Les deux modèles quantiques ont fait des prédictions similaires aux plus précises parmi les modèles classiques, ont noté les auteurs. « Bien que les modèles [quantiques] n’aient pas surpassé de façon écrasante les modèles [classiques] … il faut savoir que le cadre [d’apprentissage du renforcement quantique] en est encore à ses débuts et mérite sans aucun doute des études supplémentaires », ont-ils ajouté.

 

Pour renforcer la valeur de leur étude, l’équipe a procédé à des scanners du cerveau de chaque participant pendant qu’ils effectuaient le Iowa Gambling Task. Ce faisant, les auteurs ont tenté de jeter un coup d’œil sur ce qui se passait à l’intérieur du cerveau au fur et à mesure que les participants apprenaient et ajustaient leur stratégie de jeu au fil du temps. Les résultats générés par le modèle quantique ont permis de prédire le déroulement de ce processus d’apprentissage, et les auteurs ont donc émis l’hypothèse que les points chauds de l’activité cérébrale pouvaient d’une manière ou d’une autre être en corrélation avec les prédictions des modèles.

 

Les scanners ont révélé un certain nombre de zones actives du cerveau chez les participants en bonne santé pendant le jeu, notamment l’activation de plusieurs grands plis dans le lobe frontal connus pour être impliqués dans la prise de décision.
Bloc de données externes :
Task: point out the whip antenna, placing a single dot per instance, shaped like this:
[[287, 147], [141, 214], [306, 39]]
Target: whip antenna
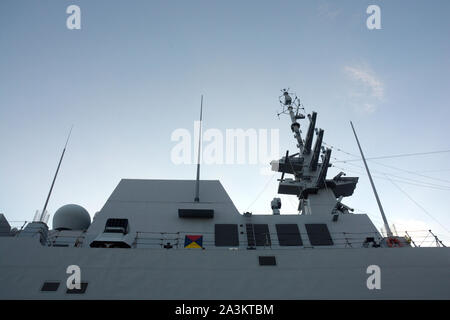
[[54, 178], [197, 182]]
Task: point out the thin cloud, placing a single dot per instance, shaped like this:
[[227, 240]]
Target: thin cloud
[[368, 91], [367, 78], [325, 10]]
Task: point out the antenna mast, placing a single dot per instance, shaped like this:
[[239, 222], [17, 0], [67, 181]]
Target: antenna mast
[[386, 225], [54, 178], [197, 182]]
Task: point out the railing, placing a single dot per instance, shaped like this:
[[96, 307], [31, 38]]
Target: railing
[[175, 240]]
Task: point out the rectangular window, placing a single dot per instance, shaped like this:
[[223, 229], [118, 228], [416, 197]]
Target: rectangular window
[[116, 225], [258, 235], [50, 286], [226, 235], [319, 235], [288, 235], [196, 213], [79, 291], [267, 261]]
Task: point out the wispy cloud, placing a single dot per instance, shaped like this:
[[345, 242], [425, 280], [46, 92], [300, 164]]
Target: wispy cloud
[[327, 11], [368, 90]]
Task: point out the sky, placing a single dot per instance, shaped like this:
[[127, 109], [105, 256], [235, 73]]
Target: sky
[[133, 74]]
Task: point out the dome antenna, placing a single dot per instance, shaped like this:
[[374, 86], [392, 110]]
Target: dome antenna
[[43, 213]]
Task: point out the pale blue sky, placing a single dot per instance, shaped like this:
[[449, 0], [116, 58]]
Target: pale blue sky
[[135, 71]]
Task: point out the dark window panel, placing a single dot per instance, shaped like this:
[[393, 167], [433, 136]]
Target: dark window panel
[[288, 235], [267, 261], [319, 235], [226, 235]]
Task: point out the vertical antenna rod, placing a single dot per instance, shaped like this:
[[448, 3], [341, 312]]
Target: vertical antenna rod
[[197, 182], [54, 178], [386, 225]]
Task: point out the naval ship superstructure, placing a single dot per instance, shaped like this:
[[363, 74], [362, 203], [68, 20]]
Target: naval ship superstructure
[[159, 239]]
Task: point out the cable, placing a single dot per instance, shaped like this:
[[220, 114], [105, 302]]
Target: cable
[[384, 165], [261, 192], [400, 155], [417, 204]]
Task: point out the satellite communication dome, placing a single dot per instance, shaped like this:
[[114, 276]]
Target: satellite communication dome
[[71, 217]]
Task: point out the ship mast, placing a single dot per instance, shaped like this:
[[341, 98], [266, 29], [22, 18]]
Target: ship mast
[[317, 194]]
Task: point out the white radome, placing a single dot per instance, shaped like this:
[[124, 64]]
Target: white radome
[[71, 217]]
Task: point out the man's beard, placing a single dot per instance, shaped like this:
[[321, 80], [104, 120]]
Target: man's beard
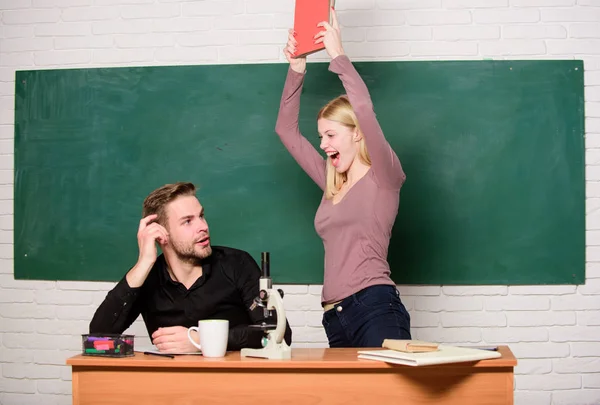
[[186, 253]]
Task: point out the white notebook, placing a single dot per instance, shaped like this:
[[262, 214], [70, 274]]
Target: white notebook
[[445, 354]]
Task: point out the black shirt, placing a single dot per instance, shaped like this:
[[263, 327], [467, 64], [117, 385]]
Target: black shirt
[[226, 290]]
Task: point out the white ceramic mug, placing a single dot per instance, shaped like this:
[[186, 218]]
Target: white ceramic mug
[[214, 334]]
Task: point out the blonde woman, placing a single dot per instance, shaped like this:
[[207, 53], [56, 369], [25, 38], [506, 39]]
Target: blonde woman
[[361, 179]]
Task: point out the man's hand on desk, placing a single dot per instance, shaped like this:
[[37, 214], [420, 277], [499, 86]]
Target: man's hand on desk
[[174, 339]]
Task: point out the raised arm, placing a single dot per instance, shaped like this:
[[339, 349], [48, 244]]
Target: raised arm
[[118, 311], [384, 162], [287, 120], [121, 306]]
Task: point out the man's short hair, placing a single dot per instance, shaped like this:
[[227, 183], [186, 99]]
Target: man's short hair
[[157, 200]]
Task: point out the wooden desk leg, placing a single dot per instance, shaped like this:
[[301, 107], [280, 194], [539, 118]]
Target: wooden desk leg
[[75, 377]]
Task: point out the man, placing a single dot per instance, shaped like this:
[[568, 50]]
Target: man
[[190, 281]]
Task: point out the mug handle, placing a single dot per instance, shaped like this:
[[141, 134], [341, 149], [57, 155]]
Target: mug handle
[[190, 329]]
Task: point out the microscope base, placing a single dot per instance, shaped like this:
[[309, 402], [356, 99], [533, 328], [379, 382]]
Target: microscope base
[[273, 351]]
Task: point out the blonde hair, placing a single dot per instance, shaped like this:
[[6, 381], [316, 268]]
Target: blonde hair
[[340, 110]]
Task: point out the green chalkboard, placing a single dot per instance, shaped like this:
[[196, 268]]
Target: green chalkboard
[[493, 151]]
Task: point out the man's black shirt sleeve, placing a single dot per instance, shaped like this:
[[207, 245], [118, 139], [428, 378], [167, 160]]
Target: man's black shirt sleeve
[[118, 311]]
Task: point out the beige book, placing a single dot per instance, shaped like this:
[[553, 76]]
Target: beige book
[[409, 346], [444, 354]]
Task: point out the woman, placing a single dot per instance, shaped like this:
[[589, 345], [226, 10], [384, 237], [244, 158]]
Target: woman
[[361, 179]]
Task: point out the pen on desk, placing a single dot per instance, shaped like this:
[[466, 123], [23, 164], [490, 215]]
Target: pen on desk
[[160, 354]]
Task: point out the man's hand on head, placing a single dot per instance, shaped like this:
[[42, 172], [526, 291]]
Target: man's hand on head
[[173, 339]]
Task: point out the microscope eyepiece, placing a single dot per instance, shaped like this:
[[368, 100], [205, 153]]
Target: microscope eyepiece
[[265, 264]]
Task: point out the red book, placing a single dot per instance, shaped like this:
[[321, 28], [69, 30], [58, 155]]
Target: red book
[[307, 14]]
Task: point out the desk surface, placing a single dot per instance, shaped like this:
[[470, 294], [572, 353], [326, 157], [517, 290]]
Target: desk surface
[[339, 358]]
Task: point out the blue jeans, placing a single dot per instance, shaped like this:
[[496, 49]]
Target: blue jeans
[[366, 318]]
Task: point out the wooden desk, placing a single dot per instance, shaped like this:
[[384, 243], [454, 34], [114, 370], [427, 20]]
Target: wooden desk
[[312, 376]]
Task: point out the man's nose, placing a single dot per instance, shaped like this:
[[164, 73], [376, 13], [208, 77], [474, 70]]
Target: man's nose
[[203, 226]]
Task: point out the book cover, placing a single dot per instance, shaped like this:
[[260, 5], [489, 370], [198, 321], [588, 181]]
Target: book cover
[[411, 346], [307, 14], [444, 354]]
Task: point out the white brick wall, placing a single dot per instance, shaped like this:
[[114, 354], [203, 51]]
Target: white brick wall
[[553, 330]]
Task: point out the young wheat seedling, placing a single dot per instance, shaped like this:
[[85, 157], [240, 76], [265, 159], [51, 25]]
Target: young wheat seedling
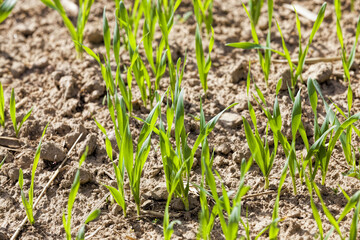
[[17, 126], [28, 204], [77, 33], [5, 8], [203, 65], [346, 61], [73, 192], [2, 106]]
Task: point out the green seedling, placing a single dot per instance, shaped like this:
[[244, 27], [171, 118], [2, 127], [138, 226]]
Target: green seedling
[[2, 106], [223, 204], [275, 123], [295, 71], [174, 158], [203, 65], [73, 192], [265, 60], [113, 83], [352, 5], [353, 202], [158, 66], [137, 65], [260, 148], [76, 33], [29, 204], [136, 12], [206, 217], [255, 10], [203, 10], [2, 162], [320, 150], [346, 138], [5, 8], [273, 227], [133, 166], [167, 225], [346, 61], [165, 11], [91, 217], [17, 126]]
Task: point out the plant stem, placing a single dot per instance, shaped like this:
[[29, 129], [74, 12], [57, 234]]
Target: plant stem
[[266, 183], [138, 209], [79, 54]]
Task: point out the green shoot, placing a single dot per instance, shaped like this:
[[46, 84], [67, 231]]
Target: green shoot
[[123, 136], [17, 126], [255, 9], [5, 8], [137, 66], [136, 12], [174, 158], [206, 217], [295, 71], [77, 33], [203, 65], [167, 225], [260, 148], [203, 10], [253, 15], [113, 83], [353, 202], [2, 106], [273, 229], [223, 203], [165, 11], [346, 61], [352, 5], [91, 217], [28, 204], [73, 192], [275, 123], [2, 162], [321, 150]]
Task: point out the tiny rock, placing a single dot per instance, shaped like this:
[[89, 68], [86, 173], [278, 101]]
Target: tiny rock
[[41, 62], [17, 69], [90, 142], [71, 8], [50, 151], [95, 35], [13, 174], [68, 83], [224, 148], [286, 79], [25, 29], [320, 72], [85, 176], [238, 71], [56, 75], [160, 192], [231, 120]]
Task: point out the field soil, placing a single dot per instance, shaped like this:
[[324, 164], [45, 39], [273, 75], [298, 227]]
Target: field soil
[[37, 59]]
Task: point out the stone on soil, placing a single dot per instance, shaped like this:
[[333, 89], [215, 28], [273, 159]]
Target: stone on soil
[[320, 72], [52, 152], [90, 141], [68, 83], [17, 69], [231, 120], [238, 71]]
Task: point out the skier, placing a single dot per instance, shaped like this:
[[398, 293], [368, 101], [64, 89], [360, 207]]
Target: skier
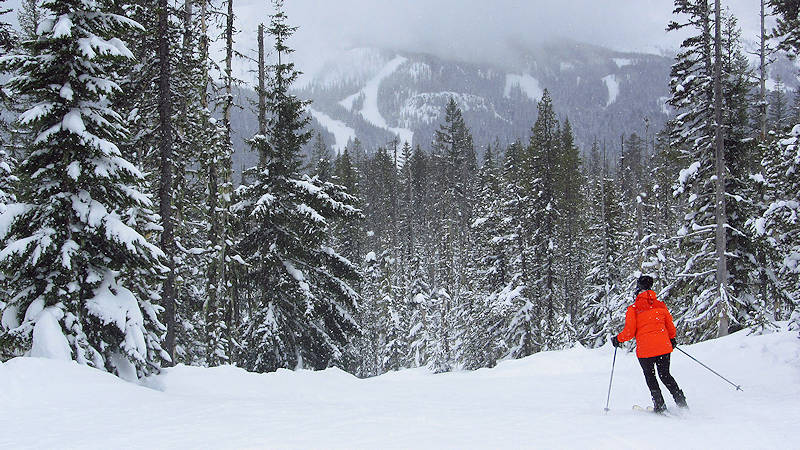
[[649, 321]]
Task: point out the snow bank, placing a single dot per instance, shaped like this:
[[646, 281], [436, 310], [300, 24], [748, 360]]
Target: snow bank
[[549, 400]]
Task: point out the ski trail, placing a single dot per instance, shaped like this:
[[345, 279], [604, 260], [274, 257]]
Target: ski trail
[[370, 111]]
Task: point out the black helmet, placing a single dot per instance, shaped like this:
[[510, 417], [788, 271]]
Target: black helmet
[[644, 283]]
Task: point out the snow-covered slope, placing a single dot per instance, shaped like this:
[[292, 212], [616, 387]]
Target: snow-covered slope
[[381, 94], [549, 400]]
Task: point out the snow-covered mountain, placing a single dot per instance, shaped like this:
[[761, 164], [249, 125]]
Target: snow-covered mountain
[[379, 94]]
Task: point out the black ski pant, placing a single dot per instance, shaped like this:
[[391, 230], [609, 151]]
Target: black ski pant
[[649, 366]]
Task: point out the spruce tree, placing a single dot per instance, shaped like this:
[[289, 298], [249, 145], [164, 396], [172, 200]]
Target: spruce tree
[[82, 271], [787, 27], [303, 312], [693, 132], [514, 297], [543, 219]]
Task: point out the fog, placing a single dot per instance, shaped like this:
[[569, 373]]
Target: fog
[[474, 30], [470, 30]]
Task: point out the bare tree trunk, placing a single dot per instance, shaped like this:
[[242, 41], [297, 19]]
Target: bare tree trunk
[[165, 186], [762, 107], [721, 239], [262, 95], [227, 182]]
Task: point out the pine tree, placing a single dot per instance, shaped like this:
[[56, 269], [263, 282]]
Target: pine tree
[[6, 45], [693, 132], [543, 218], [571, 204], [483, 326], [514, 298], [319, 165], [787, 28], [83, 273], [304, 302], [778, 114], [604, 296]]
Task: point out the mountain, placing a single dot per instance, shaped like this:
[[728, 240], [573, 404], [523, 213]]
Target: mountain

Dans le groupe des fumeurs, cependant, aucun point chaud de l’activité cérébrale ne semblait lié aux prédictions du modèle quantique. Comme le modèle reflète la capacité des participants à apprendre de leurs erreurs, les résultats peuvent illustrer les difficultés de prise de décision dans le groupe de fumeurs, ont noté les auteurs.

 

Cependant, « des recherches plus approfondies sont nécessaires » pour déterminer ce que ces différences d’activité cérébrale reflètent réellement chez les fumeurs et les non-fumeurs, ont-ils ajouté. « Le couplage des modèles quantiques avec les processus neurophysiologiques dans le cerveau… est un problème très complexe », ont déclaré Haven et Khrennikov. « Cette étude est d’une grande importance en tant que première étape vers sa solution ».

 

Les modèles classiques d’apprentissage par renforcement ont montré « un grand succès » dans les études sur les émotions, les troubles psychiatriques, le comportement social, le libre arbitre et de nombreuses autres fonctions cognitives, a déclaré Zhang. « Nous espérons que l’apprentissage par renforcement quantique apportera également un éclairage sur [ces domaines], en fournissant des informations uniques ».

 

Avec le temps, peut-être que la mécanique quantique aidera à expliquer les défauts omniprésents dans la logique humaine, ainsi que la manière dont cette faillibilité se manifeste au niveau des neurones individuels.